Explanation of Various Statistical models in Machine Learning
This blog covers explanation of statistical models listed below -
- ML Models
- KNN
- Naïve Bayes
- Logistic Regression
- Linear Regression
- SVM
- Decision Trees
2. Ensembles
- Bagging and Random Forrest Classifier
- Boosting and Gradient Boosting Classifier
Important Note : Many information are not complete in its form , this blog provides a mathematical and intuition of the models.
Understanding Machine Learning
Looking from a 1000 feet view , a ML model can be described as an algorithm or an optimization problem to solve a problem statement related to Machine Learning.
What is a Machine Learning problem and how these models help in solving a ML problem?
A machine learning problem is a kind of a problem which demands answers from an algorithm without being explicitly programmed and a ML model is designed in such a way , that it learns the behavior of the data it gets to train on and predict the answer for new data points.
A machine Learning problem can be categorized into two types broadly -
- Supervised Learning
- Unsupervised Learning
This blog covers Supervised learning as all models listed above falls under this approach, in simple terms a Supervised Learning is when we know the labels of data and which class they belong too and Unsupervised is simply the opposite, there are examples where supervised and unsupervised techniques are followed simultaneously to solve a problem statement.
Note : I am making all these diagrams using simple paint , any confusion do search it over and get your answer.
As you can see in the diagram in supervised the data can have subgroups of red and blue points but in unsupervised learning this information is missing.
In Supervised Learning as shown in the figure there are broadly two types of problems-
- Classification
Given a data and its labels , for any new data point which class or subset of label will that point lie in is the task
- Regression
Given a data , make a function such that it fits the data nicely and can give a definite answerer for any new point.
Rather than statements lets look at fun way of understanding these types
Lets say we have a Venn diagram something like this:
We have two super humans one a classifier and one regressor, you rely on classifier to tell you which food you want to eat at which time , for that it will throw a dart at this Venn Diagram for every dart a regressor can tell how fast that dart went to the Venn diagram. Here classifier has met lot of people like you and have learnt your type of behavior and Regressor has met lot of people like classifier and have made itself capable of predicting the speed.

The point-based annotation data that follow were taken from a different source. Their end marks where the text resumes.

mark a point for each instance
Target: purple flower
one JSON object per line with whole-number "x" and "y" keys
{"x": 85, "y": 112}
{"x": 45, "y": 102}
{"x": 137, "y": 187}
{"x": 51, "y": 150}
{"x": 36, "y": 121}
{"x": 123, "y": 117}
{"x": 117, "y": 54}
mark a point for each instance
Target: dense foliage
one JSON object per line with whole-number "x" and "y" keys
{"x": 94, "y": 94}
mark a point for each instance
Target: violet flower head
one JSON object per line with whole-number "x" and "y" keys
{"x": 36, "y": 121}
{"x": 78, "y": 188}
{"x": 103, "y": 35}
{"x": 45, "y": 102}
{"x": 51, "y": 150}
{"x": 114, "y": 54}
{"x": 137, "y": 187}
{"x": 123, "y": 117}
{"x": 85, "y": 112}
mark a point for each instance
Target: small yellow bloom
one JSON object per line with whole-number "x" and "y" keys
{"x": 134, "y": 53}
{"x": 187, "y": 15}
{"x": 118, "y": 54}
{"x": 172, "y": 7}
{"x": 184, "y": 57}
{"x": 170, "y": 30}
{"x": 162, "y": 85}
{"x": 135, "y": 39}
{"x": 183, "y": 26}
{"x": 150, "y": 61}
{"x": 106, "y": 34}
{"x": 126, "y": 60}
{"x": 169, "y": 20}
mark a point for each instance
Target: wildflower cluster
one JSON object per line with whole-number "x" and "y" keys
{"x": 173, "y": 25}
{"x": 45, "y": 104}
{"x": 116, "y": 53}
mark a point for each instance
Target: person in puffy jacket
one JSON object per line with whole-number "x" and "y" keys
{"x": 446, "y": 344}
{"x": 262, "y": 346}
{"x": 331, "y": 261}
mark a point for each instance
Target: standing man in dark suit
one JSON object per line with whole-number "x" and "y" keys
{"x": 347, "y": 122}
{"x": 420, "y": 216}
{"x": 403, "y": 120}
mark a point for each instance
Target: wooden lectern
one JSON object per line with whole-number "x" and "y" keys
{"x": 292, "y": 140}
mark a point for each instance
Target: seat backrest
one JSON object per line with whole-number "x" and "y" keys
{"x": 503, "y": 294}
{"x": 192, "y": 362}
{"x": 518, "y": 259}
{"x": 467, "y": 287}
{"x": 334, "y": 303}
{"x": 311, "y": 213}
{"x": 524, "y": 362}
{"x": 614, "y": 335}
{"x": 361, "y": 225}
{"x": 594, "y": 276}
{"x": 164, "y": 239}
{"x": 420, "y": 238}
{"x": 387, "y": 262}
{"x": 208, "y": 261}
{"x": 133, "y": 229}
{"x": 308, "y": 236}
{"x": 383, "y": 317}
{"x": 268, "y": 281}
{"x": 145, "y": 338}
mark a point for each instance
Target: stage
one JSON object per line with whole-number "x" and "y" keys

Hence in graph terminology
Now , understand when it was pointed that classifier has met lot of people like you and understand your behavior towards the food choices at that time it was training itself to know and give the classification answer, same follows with regressor ,it has met lot people like classifier and their dart throwing skills and is efficient to guess the speed of dart thrown by these people.
This is how very intuitively a Machine learning algorithms creates models and is able to learn from data without being explicitly programmed.
Note : Training includes concepts like Hyperparameter Tuning , Solving a optimization problem , finding maxima or minima , which are not discussed in this blog.
Machine Learning Models
Now after understanding what a machine learning problem and a machine learning algorithm is lets start with understanding the models for such tasks.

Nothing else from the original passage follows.